I do not recall if any of the Georgian or Caucasus cinematographers have properly shown the world all the pain and the tragedy of this conflict. All we see in the TV news are either military actions or political demonstrations. In reality, we do not know how it feels to be present and be part of the conflict. George Ovashvili is not looking for political solutions for the conflict; he is simply and frankly trying to show how people live on this shore and the other one.
The strongest episode of the film is the ending: Tedo, who has packed to travel back, falls prey to the Abkhazian men — it is not obvious whether they are civilians or the military — who decided to make a picnic, but first to hunt and then relax. He is shaking and crying as a child. Well, he is a child. He realizes that his life does not have any value and those Abkhazian men hate Georgians. And right now he decides to act as deaf and mute. Men laughed at him a bit, started to calm him down, gave him food and then started to sing and dance inviting the boy to the center of the dancing circle. Tedo has forgotten about his act of being deaf and mute and he is starting to dance — and here it is clear that the only thing that divides the people is language and politics, but the? have mutual traditions and culture — and they understand each other very well without words. The meaning of this is that the borders are, first of all, inside us! And this is how the film is cut — Tedo who is dancing stops for a moment to realize what is happening. This question is left in the hearts of the audience.

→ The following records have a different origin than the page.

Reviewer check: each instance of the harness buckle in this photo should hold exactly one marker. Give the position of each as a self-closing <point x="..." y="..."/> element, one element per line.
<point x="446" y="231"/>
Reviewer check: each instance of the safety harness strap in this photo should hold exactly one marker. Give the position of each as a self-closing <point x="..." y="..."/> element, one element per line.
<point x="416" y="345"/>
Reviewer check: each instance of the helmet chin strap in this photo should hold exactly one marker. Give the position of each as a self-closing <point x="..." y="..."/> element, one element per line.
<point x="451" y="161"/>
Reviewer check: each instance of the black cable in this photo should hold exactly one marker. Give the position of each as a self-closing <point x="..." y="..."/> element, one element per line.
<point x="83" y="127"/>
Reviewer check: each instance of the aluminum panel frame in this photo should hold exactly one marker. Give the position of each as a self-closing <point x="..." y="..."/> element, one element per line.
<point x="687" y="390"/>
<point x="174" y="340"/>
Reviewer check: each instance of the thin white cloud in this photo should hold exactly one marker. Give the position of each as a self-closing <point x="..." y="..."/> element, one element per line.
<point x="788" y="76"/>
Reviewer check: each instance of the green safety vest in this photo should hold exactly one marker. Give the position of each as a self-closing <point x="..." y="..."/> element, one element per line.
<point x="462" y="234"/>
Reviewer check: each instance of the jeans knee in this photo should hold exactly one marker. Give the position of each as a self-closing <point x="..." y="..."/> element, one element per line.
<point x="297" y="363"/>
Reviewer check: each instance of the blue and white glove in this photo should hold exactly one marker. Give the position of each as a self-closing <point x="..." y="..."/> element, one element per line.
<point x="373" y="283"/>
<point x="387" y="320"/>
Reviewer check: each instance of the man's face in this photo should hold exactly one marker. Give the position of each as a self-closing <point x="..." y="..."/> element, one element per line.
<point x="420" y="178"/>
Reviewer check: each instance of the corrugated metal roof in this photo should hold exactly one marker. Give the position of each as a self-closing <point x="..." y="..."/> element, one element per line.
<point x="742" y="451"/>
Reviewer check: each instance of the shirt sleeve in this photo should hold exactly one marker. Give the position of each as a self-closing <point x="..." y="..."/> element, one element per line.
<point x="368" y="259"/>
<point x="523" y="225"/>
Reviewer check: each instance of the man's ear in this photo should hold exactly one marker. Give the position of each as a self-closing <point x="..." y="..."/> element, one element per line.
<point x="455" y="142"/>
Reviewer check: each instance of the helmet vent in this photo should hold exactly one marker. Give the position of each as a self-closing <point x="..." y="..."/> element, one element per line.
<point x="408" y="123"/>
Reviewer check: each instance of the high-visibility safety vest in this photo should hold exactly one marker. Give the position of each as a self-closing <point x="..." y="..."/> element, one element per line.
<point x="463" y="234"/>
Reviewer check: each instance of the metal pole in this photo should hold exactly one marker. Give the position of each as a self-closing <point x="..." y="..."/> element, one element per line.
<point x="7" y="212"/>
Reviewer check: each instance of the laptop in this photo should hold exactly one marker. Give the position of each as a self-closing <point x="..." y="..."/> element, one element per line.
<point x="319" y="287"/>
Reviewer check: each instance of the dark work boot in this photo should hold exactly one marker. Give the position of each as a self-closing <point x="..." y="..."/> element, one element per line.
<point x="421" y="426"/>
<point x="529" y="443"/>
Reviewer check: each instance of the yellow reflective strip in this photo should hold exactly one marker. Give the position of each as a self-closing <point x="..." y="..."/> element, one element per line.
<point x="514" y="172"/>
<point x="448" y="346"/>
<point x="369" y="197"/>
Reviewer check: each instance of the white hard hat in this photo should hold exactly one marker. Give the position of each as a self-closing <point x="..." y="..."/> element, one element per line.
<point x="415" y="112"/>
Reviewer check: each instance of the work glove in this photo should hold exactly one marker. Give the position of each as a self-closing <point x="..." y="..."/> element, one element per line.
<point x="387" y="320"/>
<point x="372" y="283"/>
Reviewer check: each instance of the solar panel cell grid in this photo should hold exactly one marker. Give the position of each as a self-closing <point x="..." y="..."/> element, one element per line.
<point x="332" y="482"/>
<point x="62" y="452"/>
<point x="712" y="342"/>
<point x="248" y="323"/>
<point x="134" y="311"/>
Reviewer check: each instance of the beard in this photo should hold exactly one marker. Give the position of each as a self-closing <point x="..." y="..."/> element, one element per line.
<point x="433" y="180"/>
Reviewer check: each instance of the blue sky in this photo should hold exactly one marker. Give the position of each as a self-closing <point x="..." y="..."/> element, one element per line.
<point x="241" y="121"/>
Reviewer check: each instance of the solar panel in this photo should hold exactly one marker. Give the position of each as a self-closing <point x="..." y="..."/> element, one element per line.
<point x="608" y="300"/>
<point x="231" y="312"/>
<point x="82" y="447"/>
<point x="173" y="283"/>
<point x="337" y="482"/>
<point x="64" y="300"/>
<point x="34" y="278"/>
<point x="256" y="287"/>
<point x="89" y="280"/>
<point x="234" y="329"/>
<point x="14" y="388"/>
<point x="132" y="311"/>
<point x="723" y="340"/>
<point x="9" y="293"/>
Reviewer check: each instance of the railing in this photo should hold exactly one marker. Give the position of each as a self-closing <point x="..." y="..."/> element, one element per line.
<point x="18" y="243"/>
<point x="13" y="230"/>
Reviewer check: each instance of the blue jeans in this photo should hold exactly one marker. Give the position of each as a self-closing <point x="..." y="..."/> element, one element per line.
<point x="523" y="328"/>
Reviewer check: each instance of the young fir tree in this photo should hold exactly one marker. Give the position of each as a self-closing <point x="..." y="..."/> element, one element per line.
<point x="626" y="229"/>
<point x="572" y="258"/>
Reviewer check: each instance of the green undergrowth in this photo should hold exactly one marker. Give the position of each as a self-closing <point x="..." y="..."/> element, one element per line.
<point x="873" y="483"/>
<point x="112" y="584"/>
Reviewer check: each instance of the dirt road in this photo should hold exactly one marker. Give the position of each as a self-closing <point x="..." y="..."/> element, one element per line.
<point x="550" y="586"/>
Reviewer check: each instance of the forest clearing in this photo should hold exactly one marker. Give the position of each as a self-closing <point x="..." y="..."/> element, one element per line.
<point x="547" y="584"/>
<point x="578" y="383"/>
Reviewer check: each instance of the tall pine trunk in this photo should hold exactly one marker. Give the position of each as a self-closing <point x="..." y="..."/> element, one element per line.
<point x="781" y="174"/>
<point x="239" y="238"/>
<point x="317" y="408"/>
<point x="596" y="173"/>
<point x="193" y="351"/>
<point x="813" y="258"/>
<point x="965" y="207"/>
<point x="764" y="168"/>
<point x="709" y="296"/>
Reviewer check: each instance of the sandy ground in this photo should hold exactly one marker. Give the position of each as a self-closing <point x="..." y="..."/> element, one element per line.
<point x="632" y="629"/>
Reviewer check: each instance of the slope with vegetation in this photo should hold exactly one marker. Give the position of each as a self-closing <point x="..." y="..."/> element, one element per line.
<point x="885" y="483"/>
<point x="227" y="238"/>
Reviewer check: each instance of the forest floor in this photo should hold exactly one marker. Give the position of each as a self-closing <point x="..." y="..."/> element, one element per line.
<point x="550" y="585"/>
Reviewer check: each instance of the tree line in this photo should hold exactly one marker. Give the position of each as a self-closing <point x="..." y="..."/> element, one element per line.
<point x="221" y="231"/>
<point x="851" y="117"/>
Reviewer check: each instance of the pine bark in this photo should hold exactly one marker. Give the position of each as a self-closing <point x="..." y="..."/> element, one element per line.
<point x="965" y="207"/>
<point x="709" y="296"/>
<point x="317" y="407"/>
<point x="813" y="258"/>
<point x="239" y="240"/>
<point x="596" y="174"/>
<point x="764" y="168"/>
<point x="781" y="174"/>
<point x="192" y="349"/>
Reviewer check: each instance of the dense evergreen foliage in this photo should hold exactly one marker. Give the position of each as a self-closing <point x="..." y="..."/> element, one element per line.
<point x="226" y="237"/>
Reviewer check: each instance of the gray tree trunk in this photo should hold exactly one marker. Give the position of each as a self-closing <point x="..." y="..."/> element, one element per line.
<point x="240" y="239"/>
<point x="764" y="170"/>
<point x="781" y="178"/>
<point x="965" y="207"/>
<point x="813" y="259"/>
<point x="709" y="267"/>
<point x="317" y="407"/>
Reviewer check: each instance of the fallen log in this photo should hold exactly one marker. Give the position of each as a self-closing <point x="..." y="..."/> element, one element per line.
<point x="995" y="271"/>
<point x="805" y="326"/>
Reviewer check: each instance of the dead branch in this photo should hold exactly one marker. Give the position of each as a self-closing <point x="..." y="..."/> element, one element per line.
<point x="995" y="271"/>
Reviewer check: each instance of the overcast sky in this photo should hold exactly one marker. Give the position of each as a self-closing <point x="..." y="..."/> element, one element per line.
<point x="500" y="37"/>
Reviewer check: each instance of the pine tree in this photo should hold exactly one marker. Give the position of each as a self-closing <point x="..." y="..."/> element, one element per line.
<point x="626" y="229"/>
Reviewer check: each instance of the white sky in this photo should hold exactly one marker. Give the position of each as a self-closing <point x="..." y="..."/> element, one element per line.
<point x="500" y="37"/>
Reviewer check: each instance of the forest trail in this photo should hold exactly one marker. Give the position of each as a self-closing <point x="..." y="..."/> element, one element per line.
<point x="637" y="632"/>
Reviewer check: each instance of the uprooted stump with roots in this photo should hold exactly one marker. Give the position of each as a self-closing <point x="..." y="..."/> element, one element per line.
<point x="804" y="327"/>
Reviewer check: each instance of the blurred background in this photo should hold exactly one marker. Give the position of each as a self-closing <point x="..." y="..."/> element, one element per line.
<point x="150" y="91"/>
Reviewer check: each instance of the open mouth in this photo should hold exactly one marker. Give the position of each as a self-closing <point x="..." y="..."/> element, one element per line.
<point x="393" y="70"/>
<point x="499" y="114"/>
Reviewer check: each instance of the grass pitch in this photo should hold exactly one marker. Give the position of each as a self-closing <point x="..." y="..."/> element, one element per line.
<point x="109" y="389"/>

It is exactly in the hearts of people this scene is left, while the entire film is received only through the heart of every person in the audience. Overall, the film is not only about the regional Georgian-Abkhazian conflict. This film is about the war and any kind of natural disasters are distorting the natural flow of things. And those who suffer the most from this are children. Because this is the order in the community and society, if someone stops fulfilling its duties, then people disappear from nature. Duties are carried on the shoulders of weaker and less protected members of society.
There were several other films that addressed this issue at the 59th Berlinalel — the Turkish My Only Sunshine, the South Korean Treeless Mountain, the Lebanese Niloofar and others. However, The Other Bank was one of the best because, aside from social themes, the nature of filmmaking has been portrayed in it.